Though Beethoven was a genius, he also worked very hard. He woke up at 5am every day and worked on his music until 3pm. Then he would take a hike in the country where he would continue to think about his music, mumbling, humming, singing out loud, and making wild gestures with his arms. The pages of his sketchbooks are filled with hundreds of bits and pieces of melodies. He was always scratching out and correcting. Someone said his music looked like battlefields where thoughts and ideas are crossed out, or others are scribbled in, sometimes erasing to the point of making holes in the paper.

During the 18th century, Beethoven was regarded as Europe’s greatest pianist. He had to have amazingly skillful hands and fingers, but otherwise he was surprisingly clumsy. He often spilled food, broke dishes, and dropped glasses. He was also easily confused. Sometimes he would go to a restaurant and forget to pay; other times he would call for his bill without having ordered anything to eat. And he was restless – during his 35 years in Vienna, he lived in 33 different places.

In 1798, when Beethoven was 28 years old, he started losing his hearing and by 1802 he was deaf. He couldn’t play the piano anymore, but he could still write music as he heard it all in his head. When he died in 1827, thousands of people (the newspaper reported 15,000 to 20,000) attended his funeral as he was mourned as the greatest composer of his age.

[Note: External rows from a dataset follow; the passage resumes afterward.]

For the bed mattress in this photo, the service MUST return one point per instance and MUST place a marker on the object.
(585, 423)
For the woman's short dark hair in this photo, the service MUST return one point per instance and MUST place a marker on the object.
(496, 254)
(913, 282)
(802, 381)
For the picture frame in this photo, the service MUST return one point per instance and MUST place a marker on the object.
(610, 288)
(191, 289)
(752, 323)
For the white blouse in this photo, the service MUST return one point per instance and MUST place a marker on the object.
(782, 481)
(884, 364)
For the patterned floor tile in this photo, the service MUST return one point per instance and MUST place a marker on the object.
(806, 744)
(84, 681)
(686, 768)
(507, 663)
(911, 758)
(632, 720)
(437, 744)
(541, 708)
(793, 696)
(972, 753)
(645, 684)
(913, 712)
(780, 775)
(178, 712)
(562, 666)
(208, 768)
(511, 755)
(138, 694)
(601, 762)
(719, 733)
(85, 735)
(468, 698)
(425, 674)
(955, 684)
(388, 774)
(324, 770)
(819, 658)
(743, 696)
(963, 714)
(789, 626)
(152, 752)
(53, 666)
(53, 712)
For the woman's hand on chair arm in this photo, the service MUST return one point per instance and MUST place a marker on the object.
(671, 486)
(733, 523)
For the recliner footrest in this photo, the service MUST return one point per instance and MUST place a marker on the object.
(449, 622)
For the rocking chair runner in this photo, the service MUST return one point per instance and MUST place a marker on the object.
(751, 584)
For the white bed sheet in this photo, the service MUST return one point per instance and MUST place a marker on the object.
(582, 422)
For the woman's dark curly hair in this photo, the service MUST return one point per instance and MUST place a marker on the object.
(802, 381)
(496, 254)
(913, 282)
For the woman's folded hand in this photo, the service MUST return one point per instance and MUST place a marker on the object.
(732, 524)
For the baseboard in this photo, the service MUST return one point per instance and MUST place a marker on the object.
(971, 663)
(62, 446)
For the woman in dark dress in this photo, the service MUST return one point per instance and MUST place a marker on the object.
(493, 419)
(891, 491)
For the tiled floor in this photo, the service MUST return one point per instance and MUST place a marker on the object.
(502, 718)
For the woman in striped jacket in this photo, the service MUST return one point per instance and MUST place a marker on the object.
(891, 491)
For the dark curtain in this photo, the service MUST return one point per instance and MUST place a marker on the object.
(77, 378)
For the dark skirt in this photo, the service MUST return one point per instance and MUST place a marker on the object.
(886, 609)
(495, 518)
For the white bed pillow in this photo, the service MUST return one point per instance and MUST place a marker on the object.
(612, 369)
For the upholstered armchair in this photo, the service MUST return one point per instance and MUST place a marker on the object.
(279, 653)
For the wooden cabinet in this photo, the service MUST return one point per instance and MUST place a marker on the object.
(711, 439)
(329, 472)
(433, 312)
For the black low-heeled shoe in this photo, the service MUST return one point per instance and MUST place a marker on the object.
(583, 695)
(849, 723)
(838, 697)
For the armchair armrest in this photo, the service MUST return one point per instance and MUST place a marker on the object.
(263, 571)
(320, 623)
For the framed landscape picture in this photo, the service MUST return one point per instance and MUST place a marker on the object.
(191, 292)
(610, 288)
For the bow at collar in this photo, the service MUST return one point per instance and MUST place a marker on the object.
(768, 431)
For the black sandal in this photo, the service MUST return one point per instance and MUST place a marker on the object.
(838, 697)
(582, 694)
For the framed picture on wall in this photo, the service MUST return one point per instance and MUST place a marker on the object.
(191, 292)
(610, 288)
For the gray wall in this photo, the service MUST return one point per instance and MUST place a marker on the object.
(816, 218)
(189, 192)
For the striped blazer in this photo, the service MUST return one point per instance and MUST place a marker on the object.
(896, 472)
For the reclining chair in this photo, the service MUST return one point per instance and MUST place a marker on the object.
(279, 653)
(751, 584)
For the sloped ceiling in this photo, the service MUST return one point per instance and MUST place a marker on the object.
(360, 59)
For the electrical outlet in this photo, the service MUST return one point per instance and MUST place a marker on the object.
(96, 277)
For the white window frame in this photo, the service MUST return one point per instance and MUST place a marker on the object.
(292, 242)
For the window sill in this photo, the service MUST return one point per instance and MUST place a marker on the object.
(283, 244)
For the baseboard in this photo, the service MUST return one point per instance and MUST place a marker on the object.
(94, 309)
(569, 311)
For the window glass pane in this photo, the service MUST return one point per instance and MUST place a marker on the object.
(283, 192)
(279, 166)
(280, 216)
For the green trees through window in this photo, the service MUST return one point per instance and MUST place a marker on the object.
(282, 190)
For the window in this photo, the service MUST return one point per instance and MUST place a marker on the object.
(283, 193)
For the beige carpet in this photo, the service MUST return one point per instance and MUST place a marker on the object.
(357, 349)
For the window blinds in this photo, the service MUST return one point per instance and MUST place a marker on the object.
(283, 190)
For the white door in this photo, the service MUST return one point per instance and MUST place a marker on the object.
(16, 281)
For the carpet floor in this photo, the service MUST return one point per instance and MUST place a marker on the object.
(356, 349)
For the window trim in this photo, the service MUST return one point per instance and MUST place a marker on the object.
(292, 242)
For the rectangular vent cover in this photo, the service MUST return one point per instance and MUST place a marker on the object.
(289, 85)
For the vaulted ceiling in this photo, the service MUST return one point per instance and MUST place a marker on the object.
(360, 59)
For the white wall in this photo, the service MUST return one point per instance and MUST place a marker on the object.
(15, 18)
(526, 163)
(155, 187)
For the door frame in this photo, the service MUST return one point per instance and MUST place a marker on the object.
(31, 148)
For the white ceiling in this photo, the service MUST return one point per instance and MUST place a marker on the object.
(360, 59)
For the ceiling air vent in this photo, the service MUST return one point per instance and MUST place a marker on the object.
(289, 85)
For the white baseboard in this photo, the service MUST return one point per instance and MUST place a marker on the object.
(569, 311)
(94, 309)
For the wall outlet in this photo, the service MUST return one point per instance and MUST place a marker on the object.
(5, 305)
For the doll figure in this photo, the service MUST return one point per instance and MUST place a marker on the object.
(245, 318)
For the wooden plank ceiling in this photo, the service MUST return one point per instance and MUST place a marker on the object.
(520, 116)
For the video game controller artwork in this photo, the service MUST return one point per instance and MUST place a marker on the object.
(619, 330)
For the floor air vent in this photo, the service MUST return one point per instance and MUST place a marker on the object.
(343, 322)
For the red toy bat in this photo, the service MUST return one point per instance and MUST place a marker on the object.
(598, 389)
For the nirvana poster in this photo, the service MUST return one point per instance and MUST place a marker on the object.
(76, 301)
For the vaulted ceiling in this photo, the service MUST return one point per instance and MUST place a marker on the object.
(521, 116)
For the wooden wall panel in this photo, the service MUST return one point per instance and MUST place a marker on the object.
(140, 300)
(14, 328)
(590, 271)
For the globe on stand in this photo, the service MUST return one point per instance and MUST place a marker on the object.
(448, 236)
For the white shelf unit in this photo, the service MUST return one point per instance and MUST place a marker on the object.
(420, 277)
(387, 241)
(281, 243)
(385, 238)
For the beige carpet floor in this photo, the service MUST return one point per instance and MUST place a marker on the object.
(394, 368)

Meet the soloist: Anne-Marie McDermott

Anne-Marie McDermott Anne-Marie McDermott was born in New York, where she and her sisters were partly home-schooled by their mother, a professional Irish dancer. The young Anne-Marie (Annie) McDermott went to her first piano concert when she was 5-years-old. She loved how the piano was huge, shiny black and powerful. At age 9, she became serious about music (“what I wanted to do was play the piano. I spent all day practicing!”). The family didn’t have much money, so it was up to her to get scholarships to continue her music studies. She also earned money by playing piano accompaniments for just about everyone, her sisters, neighbors, and school friends. Her talents were soon recognized and her piano playing career was launched at the age of 18. She is now considered one of the finest pianists in the world.